Token Crosswalk: Poetic → Parametric → Formalized
Ghost Density
Poetic: Forms that “haunt” presence defined by absence, the subject displaced into void.
Parametric: r_v ≈ 0.60–0.70 (void ratio); Δx ≈ 0.12–0.20 (centroid offset).
Formalized:
Void ratio = 1 − (subject area ÷ frame area).
Centroid offset = |subject centroid − frame center| ÷ frame width.
Recursive Refusal
Poetic: A loop that declines closure; critique that turns back on itself.
Parametric: A27 ≥ 5 (rupture overload band); VCLI ≥ 3 (delay/arrest triggered).
Formalized:
Edge entropy (fragmentation index from short edge segments).
Mode collapse heuristics (oscillating outputs failing to converge).
Void Pull
Poetic: Emptiness that exerts force, the imbalance of space that drags composition.
Parametric: r_v ≥ 0.65 + asymmetry flag (forbid bilateral echo).
Formalized:
Asymmetry index = |left void area − right void area| ÷ total frame.
Negative space weighting (standardized saliency map).
Unspent Gesture
Poetic: A motion half-made; energy withheld in mid-state.
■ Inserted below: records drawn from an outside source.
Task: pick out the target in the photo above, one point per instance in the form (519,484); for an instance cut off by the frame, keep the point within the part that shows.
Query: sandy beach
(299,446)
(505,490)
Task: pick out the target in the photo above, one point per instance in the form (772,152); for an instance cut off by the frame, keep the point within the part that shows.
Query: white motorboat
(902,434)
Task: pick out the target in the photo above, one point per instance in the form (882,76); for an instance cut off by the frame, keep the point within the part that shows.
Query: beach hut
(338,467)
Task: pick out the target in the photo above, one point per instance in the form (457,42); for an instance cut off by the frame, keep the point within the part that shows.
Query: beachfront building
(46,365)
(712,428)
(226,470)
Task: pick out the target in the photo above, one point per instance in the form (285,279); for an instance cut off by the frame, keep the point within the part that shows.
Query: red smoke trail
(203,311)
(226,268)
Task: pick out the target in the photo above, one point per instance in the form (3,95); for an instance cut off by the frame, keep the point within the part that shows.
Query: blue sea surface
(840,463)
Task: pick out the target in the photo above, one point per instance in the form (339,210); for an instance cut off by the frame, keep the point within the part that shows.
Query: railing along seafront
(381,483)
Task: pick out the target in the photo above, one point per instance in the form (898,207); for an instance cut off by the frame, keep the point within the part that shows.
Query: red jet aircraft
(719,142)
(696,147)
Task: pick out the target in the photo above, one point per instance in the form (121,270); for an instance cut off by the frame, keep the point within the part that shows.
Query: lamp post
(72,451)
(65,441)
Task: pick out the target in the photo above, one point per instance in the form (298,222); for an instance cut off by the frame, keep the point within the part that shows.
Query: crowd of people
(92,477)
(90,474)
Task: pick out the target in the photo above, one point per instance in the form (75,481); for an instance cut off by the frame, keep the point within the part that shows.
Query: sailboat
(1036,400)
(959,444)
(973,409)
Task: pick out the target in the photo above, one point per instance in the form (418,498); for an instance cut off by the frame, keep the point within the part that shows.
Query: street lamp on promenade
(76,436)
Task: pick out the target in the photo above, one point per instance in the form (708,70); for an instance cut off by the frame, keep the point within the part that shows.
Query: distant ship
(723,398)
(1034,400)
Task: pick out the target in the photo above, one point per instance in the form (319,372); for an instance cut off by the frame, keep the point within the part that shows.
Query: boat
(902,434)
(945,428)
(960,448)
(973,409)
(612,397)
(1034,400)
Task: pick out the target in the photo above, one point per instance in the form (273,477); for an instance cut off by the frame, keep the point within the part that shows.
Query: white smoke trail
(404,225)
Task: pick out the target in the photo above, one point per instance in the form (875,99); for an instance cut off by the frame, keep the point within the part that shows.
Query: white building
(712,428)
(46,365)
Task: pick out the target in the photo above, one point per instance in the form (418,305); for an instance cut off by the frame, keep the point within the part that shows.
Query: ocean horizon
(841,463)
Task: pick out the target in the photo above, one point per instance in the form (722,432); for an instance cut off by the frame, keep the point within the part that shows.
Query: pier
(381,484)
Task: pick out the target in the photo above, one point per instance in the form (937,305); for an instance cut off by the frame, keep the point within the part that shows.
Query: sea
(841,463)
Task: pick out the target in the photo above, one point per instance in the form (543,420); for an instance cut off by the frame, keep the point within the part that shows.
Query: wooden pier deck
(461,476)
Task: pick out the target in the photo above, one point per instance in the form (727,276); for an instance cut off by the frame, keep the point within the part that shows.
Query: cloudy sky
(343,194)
Parametric: A5 between 5.5–7.2; ρ_r ≈ 0.22–0.40 (fracture without collapse).
Formalized:
Stroke continuity (line length distributions in sketch datasets).
Entropy suppression (lower token diversity in gesture regions vs background).
Takeaway:
Ghost Density and Void Pull are the field-setters, immediately measurable (formalized).
Unspent Gesture and Recursive Refusal are more behavioral, measurable only via proxies (parametric → formalized with work).
This mix is what makes the Lens distinctive: it doesn’t pretend all tokens are metrics, but it does pin each one to at least one measurable handle.